So Künzli and his partners created Weezy VR, an app that uses VR glasses to let you see the other side of the world from the comfort of your sofa at home. Weezy has already been taken up by several retirement homes. “What’s important is that virtual travelling gives you the feeling that you’re actually there – a sense of proximity”, adds Nicolas Leresche, who’s researching into immersion at the University of Geneva. This also applies to ‘on-site’ immersive experiences such as virtual tours of attractions like the Lascaux Caves that have been recreated near to the originals.
Taking Robotaxi to the city centre
Alexandre Alahi is working at EPFL’s VITA laboratory on an idea that could bring stress-free travel to all of us: the Robotaxi. If it comes to fruition, we’ll be able to order a driverless cab at the railway station that will take us along its own, extra lane into the city centre. But it will be a while before travellers round the world can hope to benefit from it. As with other autonomous vehicles, there are plenty of problems that just haven’t been solved yet. More than anything else, there’s the issue of the hectic traffic in city centres.

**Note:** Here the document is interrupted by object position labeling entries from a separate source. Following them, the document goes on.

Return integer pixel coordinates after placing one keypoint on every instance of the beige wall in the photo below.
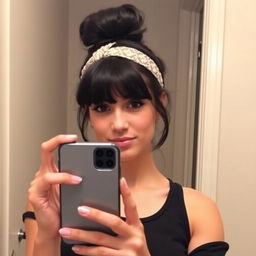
(161, 20)
(237, 156)
(35, 108)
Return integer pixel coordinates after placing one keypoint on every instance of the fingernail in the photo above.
(64, 232)
(75, 249)
(83, 210)
(71, 136)
(76, 179)
(123, 180)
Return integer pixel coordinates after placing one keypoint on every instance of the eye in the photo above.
(135, 104)
(100, 108)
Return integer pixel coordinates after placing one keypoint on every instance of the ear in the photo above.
(164, 99)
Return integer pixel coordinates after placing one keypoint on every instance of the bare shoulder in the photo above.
(204, 218)
(197, 201)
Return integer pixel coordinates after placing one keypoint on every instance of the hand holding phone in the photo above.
(98, 165)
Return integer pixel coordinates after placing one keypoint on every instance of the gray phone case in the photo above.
(99, 187)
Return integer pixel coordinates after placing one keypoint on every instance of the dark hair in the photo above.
(112, 76)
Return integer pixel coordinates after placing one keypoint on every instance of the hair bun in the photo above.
(121, 23)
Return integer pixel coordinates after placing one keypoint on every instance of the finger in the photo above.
(130, 209)
(94, 250)
(49, 146)
(115, 223)
(41, 184)
(91, 237)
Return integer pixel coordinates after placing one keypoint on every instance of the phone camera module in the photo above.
(99, 152)
(104, 158)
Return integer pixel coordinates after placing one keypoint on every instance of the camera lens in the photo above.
(110, 152)
(99, 163)
(99, 152)
(110, 163)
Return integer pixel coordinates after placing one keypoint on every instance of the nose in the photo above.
(119, 121)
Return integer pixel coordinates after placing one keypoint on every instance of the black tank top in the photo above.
(167, 231)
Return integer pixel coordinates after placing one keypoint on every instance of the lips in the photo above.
(123, 141)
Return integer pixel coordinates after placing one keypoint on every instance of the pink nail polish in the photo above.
(75, 249)
(76, 179)
(64, 232)
(83, 210)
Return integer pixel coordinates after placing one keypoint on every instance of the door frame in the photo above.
(210, 97)
(185, 95)
(5, 124)
(210, 90)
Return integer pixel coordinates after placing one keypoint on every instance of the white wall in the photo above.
(236, 188)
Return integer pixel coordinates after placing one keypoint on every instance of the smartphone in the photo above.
(99, 166)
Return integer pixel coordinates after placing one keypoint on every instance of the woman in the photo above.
(122, 95)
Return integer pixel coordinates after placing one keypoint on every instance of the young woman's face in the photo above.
(129, 123)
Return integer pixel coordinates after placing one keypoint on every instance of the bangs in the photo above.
(110, 78)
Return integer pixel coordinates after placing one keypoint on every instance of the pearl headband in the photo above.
(127, 53)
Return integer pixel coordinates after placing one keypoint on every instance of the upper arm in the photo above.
(31, 231)
(204, 219)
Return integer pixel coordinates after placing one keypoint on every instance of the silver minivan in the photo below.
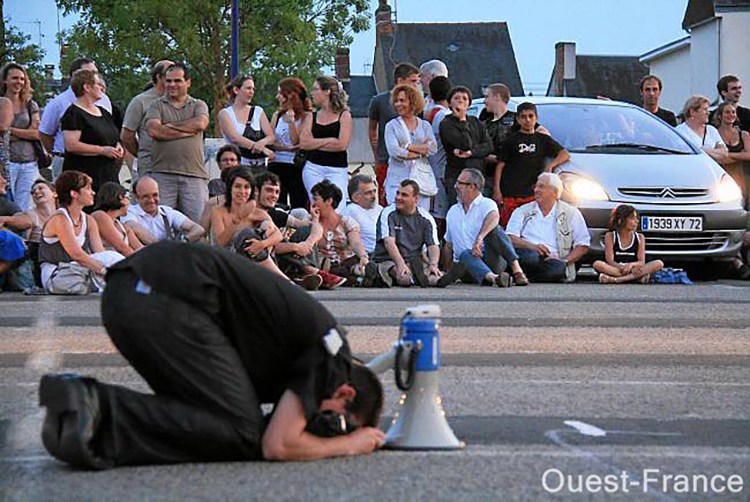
(690, 208)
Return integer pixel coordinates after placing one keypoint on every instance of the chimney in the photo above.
(342, 65)
(383, 19)
(565, 65)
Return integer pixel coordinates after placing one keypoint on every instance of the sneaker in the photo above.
(503, 280)
(454, 274)
(310, 282)
(417, 270)
(330, 281)
(520, 279)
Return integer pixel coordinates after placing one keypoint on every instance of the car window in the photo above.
(586, 128)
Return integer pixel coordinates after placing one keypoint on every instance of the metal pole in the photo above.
(235, 38)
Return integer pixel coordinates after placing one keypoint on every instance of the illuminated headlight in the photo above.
(583, 188)
(728, 189)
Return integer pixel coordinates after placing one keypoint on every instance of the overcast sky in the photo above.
(604, 27)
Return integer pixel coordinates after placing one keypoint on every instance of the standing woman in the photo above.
(408, 139)
(738, 146)
(294, 106)
(697, 130)
(90, 134)
(246, 126)
(22, 166)
(325, 136)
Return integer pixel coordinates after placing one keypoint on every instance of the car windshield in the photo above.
(588, 128)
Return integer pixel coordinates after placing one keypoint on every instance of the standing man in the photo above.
(521, 160)
(549, 235)
(428, 71)
(176, 123)
(474, 239)
(50, 132)
(380, 114)
(134, 136)
(404, 229)
(214, 345)
(650, 87)
(364, 208)
(730, 89)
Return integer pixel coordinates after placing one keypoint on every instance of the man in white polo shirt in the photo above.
(364, 208)
(474, 239)
(153, 222)
(549, 235)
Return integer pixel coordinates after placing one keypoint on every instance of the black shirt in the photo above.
(275, 326)
(666, 116)
(100, 131)
(524, 156)
(463, 135)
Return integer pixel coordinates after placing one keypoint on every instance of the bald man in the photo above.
(153, 222)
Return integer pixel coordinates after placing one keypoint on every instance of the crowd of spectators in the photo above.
(454, 197)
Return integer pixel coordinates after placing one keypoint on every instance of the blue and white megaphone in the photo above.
(419, 423)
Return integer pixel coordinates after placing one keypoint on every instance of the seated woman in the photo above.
(240, 212)
(72, 236)
(625, 250)
(111, 203)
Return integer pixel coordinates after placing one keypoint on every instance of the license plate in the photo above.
(672, 223)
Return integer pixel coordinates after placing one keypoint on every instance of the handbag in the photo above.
(43, 157)
(253, 135)
(71, 279)
(421, 170)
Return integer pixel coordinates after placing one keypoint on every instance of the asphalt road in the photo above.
(559, 383)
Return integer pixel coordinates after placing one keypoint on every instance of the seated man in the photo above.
(549, 235)
(474, 239)
(296, 256)
(404, 230)
(364, 208)
(214, 345)
(153, 222)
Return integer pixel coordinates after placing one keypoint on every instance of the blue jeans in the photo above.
(498, 253)
(540, 270)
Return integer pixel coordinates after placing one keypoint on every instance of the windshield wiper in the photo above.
(646, 148)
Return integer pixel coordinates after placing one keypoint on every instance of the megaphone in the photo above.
(419, 422)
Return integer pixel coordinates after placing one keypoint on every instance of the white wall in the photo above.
(704, 48)
(735, 49)
(674, 71)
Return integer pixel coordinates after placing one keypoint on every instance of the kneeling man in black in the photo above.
(215, 336)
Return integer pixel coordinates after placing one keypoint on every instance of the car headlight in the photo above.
(728, 189)
(583, 188)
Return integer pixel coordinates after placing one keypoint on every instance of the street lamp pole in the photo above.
(235, 38)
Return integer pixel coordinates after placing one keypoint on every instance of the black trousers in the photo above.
(292, 186)
(204, 406)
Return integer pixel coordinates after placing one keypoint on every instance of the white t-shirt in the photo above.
(368, 222)
(542, 229)
(463, 227)
(709, 140)
(155, 224)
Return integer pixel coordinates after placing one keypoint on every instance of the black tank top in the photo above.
(329, 159)
(627, 255)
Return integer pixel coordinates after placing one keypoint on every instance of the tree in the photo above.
(15, 46)
(278, 38)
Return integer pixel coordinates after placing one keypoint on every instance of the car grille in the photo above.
(664, 192)
(670, 242)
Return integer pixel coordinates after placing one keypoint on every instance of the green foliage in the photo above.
(278, 38)
(17, 48)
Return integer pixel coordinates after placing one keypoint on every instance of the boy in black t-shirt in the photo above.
(521, 160)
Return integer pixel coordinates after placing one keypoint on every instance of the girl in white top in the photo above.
(70, 231)
(696, 129)
(294, 106)
(112, 203)
(407, 139)
(233, 120)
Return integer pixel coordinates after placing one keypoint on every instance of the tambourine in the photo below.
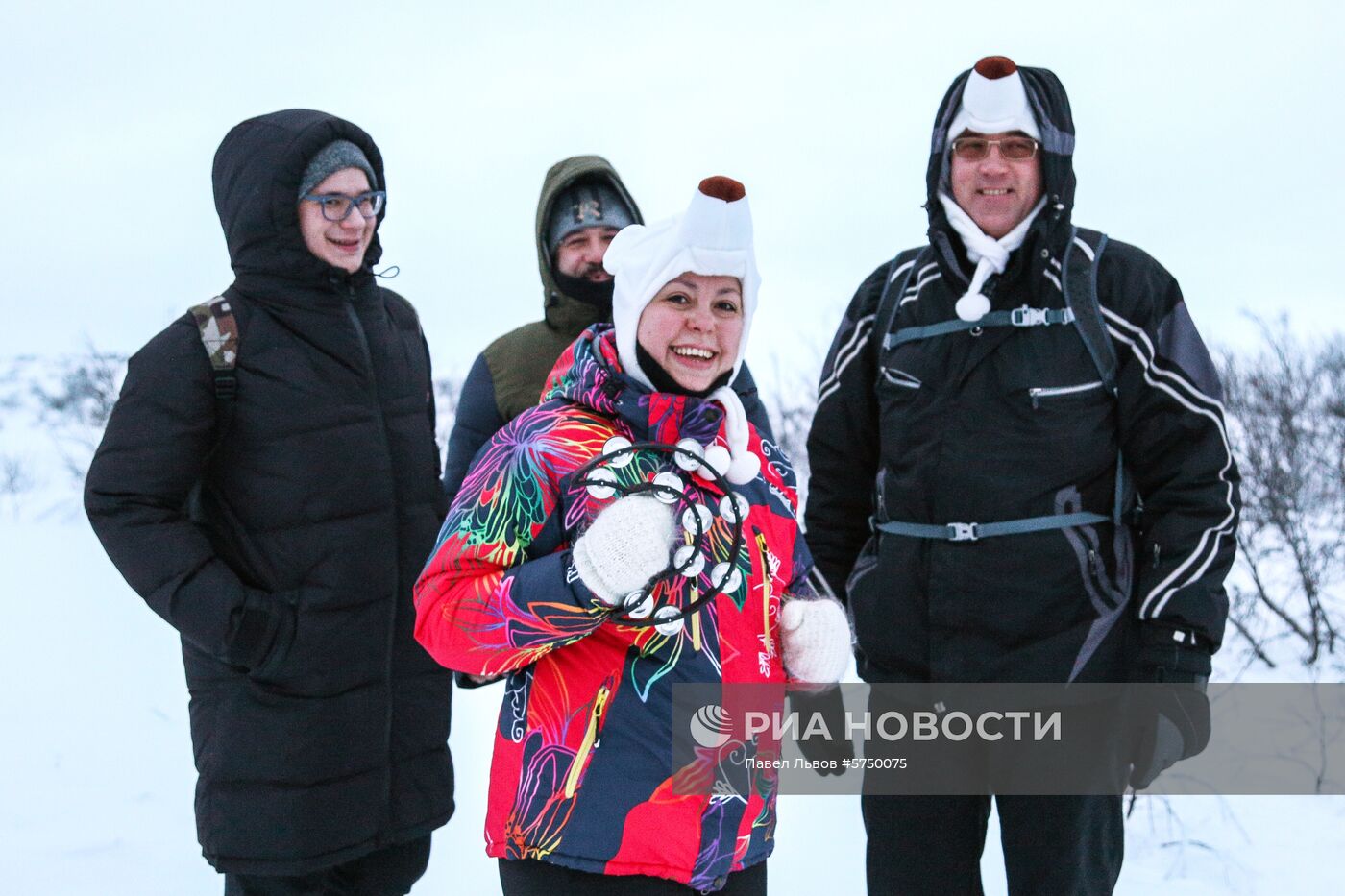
(638, 608)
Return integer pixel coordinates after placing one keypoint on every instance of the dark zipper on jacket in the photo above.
(386, 825)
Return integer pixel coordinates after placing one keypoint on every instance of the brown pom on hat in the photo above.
(721, 187)
(995, 67)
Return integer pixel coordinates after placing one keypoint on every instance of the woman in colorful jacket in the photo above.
(554, 568)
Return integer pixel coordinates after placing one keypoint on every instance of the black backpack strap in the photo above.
(900, 271)
(218, 329)
(1079, 282)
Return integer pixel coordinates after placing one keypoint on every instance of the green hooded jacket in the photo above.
(521, 359)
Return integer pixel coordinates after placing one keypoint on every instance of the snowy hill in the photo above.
(98, 788)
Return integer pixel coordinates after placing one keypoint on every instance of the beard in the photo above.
(598, 294)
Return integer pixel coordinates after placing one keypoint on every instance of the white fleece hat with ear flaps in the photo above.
(994, 101)
(713, 237)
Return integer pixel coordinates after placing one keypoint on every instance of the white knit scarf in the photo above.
(989, 254)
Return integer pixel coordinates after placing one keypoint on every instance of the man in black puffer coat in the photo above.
(280, 529)
(965, 494)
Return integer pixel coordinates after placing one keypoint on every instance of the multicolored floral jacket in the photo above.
(582, 767)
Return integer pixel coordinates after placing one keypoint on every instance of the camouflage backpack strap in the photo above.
(218, 328)
(219, 335)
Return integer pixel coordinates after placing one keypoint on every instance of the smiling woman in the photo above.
(692, 331)
(553, 568)
(343, 242)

All the same, Alahi is convinced that the Robotaxi can work: “Self-driving robots must be able not just to recognise people, but also to anticipate their next steps. They need to be socially aware”, he says. He is working on developing just this kind of social intelligence in an AI in his lab. It will enable future robot taxis to make responsible decisions at crowded intersections. Driverless taxis are already being trialled in controlled environments, such as in Phoenix, USA.
Swiss-German for all
Nachem zBerg gha gits nüt bessers als es Panasch! If you’re a German-speaking alpinist, keen to tell your new French-speaking friends that there’s nothing better than drinking a beer shandy to celebrate climbing a mountain, there’s a new smartphone app to help. You speak into it, and it translates all you say into French. “Swiss German has no written form”, says Manfred Vogel from the University of Applied Sciences and Arts Northwestern Switzerland (FHNW).
“Then there are the different dialects of it that make it difficult to develop speech recognition apps”, he says. But in collaboration with the Zurich University of Applied Sciences (ZHAW), his research team has now developed a model for all Swiss German dialects. “A robust app needs some 2,000 hours of audio material, including transcriptions”. Vogel’s tool is based on two large data collections to which Swiss-German citizens contributed. They’ve also already achieved the artificial speech generation of Swiss-German dialects, and their app is now being trialled by the start-up Ateleris. Demo versions can be tested on the FHNW website.
Selling sustainability
‘Swisstainable’ offers a bottle-green stamp that has a retro-look about it, like something from the Alpine tourism scene of the turn of the 20th century. It’s intended to convey the fact that sustainability is now a top priority. According to Julianna Priskin from the Lucerne University of Applied Sciences and Arts (HSLU), it’s a good example of how clearly visible marketing can promote responsible tourism. “I often hear people say: ‘sustainability and marketing – that’s a contradiction in terms’. On the contrary, we need active, attractive marketing if we’re going to get travellers to notice sustainable offerings”.
She and her research partners are investigating how tourism businesses can place their offers on booking platforms successfully, and how they can come across as trustworthy. “Transparency creates trust”, says Priskin. “Travellers want to know what’s behind the three green leaves that designate the sustainability of hotels on the website booking.com”. If a hotel can inform website visitors clearly about, say, how many litres of water can be saved when showering, such strategies can be successful in encouraging people to book a room.